What counterfactual testing misses is intersections. A system can look fair across each dimension separately while failing badly at their combination. Buolamwini and Gebru showed this in Gender Shades: facial analysis systems appeared acceptable when analyzed by gender alone or skin tone alone, but at the intersection of dark-skinned women, error rates reached 34.7% versus 0.8% for light-skinned men. Single-axis testing would have passed those systems.
Variance is the third test. The same input run through a stochastic system multiple times can produce different outputs, and if that variance is unevenly distributed across demographic groups, randomness itself is creating unfairness: someone’s outcome depends partly on when they happened to submit. A person who gets a different result on Monday than Tuesday doesn’t trust the system, regardless of what aggregate statistics show.
how to fix it
Most fairness work focuses on what to remove: redact the name, blur the photo, mask the dates. The more powerful move is to design what enters the system in the first place. Consider two architectures for CV scoring:
A: Pass the raw CV with names redacted.
B: Extract structured data — years of experience, education level, job history — into a standardized format. The model only ever sees this profile.
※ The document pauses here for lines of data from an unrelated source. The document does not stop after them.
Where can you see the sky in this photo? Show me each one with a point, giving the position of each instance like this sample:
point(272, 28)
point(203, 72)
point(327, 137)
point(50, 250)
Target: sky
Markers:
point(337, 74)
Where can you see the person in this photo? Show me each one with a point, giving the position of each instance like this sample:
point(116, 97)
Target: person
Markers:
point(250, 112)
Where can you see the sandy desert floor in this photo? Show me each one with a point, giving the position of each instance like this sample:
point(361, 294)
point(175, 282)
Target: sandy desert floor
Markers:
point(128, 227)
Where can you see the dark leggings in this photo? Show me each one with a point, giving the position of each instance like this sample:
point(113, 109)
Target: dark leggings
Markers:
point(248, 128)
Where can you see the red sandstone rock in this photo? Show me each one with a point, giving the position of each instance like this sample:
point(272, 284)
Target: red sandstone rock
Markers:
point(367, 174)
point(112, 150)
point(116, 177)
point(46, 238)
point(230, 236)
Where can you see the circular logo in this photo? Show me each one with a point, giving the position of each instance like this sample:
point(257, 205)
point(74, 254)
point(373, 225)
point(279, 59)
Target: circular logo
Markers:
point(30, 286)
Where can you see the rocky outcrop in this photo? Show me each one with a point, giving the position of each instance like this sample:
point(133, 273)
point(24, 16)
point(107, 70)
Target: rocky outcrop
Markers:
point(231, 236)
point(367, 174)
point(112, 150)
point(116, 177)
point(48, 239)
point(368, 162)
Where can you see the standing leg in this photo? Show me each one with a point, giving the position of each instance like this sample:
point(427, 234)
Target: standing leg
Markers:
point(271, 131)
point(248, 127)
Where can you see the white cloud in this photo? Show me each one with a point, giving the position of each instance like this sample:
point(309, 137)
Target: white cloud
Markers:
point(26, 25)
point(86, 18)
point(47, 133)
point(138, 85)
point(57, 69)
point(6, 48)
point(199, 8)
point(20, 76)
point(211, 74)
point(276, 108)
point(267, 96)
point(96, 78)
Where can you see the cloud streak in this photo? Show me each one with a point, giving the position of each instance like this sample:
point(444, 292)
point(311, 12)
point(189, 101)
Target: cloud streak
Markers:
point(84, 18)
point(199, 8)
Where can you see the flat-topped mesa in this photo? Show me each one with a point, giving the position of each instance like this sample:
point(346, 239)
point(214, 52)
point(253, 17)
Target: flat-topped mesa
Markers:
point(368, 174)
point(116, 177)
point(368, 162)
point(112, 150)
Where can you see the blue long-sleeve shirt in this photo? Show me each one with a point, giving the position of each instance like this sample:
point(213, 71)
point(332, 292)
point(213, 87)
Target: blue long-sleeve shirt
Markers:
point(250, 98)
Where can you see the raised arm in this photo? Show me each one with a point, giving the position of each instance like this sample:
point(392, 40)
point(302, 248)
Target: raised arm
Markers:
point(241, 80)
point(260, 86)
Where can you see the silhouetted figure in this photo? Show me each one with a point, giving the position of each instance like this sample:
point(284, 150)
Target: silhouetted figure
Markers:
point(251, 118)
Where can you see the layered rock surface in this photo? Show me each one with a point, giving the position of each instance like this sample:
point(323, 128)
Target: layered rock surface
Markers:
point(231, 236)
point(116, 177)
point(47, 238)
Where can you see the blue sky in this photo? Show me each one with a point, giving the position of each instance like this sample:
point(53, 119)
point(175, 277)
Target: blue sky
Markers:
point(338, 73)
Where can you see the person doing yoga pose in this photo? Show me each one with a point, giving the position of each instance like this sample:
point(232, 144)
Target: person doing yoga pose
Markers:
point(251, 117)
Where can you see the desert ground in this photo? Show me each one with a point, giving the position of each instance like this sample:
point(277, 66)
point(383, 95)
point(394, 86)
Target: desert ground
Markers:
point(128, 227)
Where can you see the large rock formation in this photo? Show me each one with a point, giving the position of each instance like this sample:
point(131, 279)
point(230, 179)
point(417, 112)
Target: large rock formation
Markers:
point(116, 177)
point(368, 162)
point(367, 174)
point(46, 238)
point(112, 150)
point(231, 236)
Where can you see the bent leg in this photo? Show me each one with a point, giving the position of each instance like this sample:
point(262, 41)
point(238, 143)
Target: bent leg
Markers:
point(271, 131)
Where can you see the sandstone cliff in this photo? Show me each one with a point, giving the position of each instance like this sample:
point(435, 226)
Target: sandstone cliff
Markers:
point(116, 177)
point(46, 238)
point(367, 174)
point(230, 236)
Both remove the name, but Architecture B also eliminates writing style, document formatting, and all the signals encoded in how someone presents themselves. Names leak through email addresses; writing style correlates with education and native language. Extraction-by-design eliminates entire categories of proxy variables without enumerating each one.
The second intervention I didn’t expect to matter as much as it did: forcing the model to say it doesn’t know. In classical ML, this was the rejection option. Instead of a hard threshold (classify positive if probability > 0.5), you’d treat the margin as undecided, routing anything between 0.45 and 0.55 to human review rather than forcing it into a label. Uncertain predictions are worse than no prediction. The LLM equivalent is designing an UNKNOWN option into the output schema: score a criterion 0–3, or return UNKNOWN if the evidence is insufficient, with a requirement to cite specific evidence for any non-UNKNOWN score. LLMs fill gaps by default; when evidence is missing, the model interpolates rather than returning null, and those interpolations encode training data patterns. The UNKNOWN option short-circuits that. Calibration matters: too high and the system becomes useless, too low and the model is still guessing with more elaborate justifications, but getting it right removes an entire class of biased inference.
The hardest problem isn’t in the model at all. In recruitment, hiring managers write the scoring criteria: “must have 5+ years experience,” “demonstrates leadership,” “strong communication skills.” Five years of experience assumes linear career paths, penalizing anyone who took time off for caregiving or health. “Strong communication skills” often means “communicates like the people already here.” A fair implementation of biased criteria is still biased, and the pattern appears in every domain: content moderation policies encode what speech is “acceptable,” recommendation systems encode what content is “relevant.” The specification itself needs auditing, not just the model that implements it.
Taking the course confirmed what I already suspected: the fairness problems in LLM systems aren’t new problems. They’re old problems wearing new clothes. The one thing that’s genuinely new is the ability to make choices explicit — document the trade-off, name the risk, write down why you accepted it. The vocabulary has formalized. The underlying logic hasn’t moved.